Sejenak aku berpikir. Kejadian apa yang menimpaku hingga membawaku ke sini.
“Apa yang terjadi? Aku kenapa?”
“Kau kecelakaan seminggu yang lalu dan kau baru sadar dari koma.
Menurut dokter aku tidak mengingat hari kecelakaan itu tapi ingatanku yang dulu-dulu masih utuh.
Hari ini adalah sebulan setelah kecelakaan. Aku sudah melakukan aktivitas seperti biasa. Menjadi pekerja paruh waktu di sebuah café lalu mengajar anak panti di sore hari. Tapi sore ini aku tidak ke panti karena papa memintaku untuk menemaninya belanja. Hari ini adalah ulang tahunku jadi ia berniat memasakkan makanan untuk merayakan itu.

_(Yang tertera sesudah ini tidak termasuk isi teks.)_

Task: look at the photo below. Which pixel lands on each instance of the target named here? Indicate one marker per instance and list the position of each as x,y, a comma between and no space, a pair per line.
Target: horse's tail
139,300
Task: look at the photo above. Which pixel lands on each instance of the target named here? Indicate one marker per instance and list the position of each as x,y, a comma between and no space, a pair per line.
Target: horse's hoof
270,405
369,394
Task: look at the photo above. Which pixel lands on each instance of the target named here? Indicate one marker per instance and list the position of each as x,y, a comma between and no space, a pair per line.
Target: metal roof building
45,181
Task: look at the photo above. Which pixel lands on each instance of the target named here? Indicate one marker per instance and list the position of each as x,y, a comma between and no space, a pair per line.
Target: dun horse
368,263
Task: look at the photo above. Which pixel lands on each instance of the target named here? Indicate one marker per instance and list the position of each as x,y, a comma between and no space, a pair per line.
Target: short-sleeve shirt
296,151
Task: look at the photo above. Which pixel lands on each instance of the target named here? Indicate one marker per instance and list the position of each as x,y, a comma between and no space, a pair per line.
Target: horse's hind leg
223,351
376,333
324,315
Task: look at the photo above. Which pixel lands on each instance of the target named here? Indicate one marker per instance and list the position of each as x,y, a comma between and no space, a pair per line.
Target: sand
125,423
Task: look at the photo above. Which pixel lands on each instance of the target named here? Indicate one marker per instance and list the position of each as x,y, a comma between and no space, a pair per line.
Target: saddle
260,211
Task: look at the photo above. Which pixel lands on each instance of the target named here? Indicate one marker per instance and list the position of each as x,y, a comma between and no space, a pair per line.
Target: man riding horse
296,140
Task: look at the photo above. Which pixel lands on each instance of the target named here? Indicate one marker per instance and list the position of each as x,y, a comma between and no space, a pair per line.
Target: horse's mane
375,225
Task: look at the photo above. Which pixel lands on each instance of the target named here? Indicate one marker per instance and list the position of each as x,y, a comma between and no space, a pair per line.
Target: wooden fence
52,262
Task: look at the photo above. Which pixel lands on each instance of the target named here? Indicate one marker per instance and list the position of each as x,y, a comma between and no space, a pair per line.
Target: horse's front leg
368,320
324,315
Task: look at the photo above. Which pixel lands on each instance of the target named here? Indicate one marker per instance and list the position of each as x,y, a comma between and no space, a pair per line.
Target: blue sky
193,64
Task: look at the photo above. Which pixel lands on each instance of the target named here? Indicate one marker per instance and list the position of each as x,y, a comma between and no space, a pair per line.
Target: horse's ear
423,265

Saat ku edarkan pandangan tiba-tiba aku melihat keributan di sebrang. Seorang lelaki dan anak kecil yang menangis sedang kena marah oleh bapak-bapak. Sepertinya ia pengurus toko ini. Karena penasaran aku mendekat. Ternyata ada beberapa pecahan gelas dilantai sebelah mereka.
“Memecahkan gelas berarti anda terhitung membeli. Jadi saya minta ganti ruginya!” seru bapak itu.
Tapi lelaki itu terus menolak mengganti kerugiannya. Ia tidak sengaja melakukannya. Akhirnya pemilik itu marah-marah semakin memperkeruh suasana. Tangisan anak kecil yang bersama lelaki itu menggerakan hatiku untuk maju. Akhirnya aku mengganti kerugian mereka.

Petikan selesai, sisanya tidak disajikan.